Libri 

“La classe non è acqua” l’epopea della classe operaia raccontata da Pastorino

Sono una bella sorpresa i “cinque monologhi operai” raccolti in “La classe non è acqua” (De Ferrari) di Bruno Pastorino, conosciuto a Genova per la sua attività politica nella sinistra locale, come si dice, di lotta e di governo.

Un esordio brillante con una produzione non facile, proponendo dei testi “teatrali” nella forma di monologhi/racconti brevi ma che colgono in pieno il risultato a cui probabilmente volevano arrivare. “La classe non è acqua” senza tanti discorsi ci riporta, esperienza piuttosto rara ormai, alle pulsioni e ai desideri veri e propri di emancipazione di quella che sarebbe stata la classe operaia, un istante prima di diventarlo.

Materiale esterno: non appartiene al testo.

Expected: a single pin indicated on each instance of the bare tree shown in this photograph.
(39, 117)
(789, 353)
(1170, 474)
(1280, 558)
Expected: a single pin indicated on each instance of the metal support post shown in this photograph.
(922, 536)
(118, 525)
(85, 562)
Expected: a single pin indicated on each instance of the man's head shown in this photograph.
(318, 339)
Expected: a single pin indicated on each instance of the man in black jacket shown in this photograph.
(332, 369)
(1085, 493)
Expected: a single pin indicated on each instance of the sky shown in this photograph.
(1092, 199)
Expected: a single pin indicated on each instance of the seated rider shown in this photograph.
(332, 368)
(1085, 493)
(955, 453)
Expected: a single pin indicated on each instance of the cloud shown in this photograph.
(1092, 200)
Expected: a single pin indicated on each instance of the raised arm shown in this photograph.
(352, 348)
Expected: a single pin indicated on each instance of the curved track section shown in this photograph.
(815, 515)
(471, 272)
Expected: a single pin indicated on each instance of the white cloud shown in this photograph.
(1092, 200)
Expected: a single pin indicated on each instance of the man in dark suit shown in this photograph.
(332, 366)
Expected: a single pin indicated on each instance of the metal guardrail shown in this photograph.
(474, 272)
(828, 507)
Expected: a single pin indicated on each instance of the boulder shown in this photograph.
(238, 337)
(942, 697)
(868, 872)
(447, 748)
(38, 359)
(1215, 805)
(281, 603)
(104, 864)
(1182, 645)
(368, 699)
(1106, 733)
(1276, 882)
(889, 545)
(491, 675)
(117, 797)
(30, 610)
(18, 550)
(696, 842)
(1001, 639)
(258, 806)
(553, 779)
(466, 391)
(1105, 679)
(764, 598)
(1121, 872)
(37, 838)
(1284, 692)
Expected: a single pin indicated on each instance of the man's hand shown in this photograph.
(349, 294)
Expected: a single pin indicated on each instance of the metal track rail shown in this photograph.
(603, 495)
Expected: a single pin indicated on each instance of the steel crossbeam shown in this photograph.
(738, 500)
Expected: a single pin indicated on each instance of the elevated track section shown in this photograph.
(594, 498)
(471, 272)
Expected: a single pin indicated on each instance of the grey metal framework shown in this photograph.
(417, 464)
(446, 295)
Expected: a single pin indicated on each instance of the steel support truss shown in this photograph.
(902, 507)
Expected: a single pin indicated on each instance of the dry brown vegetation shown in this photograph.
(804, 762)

Nelle parole essenziali ma cariche di forza dei cinque protagonisti dei monologhi Pastorino fa riemergere con insolita naturalezza le aspettative, i sogni, i drammi e gli incubi di una generazione che nell’ingresso in fabbrica, nell’emancipazione del lavoro a cottimo aveva visto il proprio riscatto e l’appropriazione della propria identità.

Fotografie rigorosamente in bianco e nero scattate però, paradossalmente, soltanto una quarantina di anni fa che oggi però paiono millenni. E’ piuttosto raro adesso anche sentendolo raccontare dai testimoni di allora capire cosa volesse dire entrare in fabbrica, lottare per i propri diritti, emanciparsi grazie a una sistema di idee e di principi che nel frattempo sono finiti velocemente in soffitta. I personaggi di Pastorino riportano a galla quanto forse sappiamo ancora ma per ragioni diverse e non solo il tempo trascorso si sono dimenticate.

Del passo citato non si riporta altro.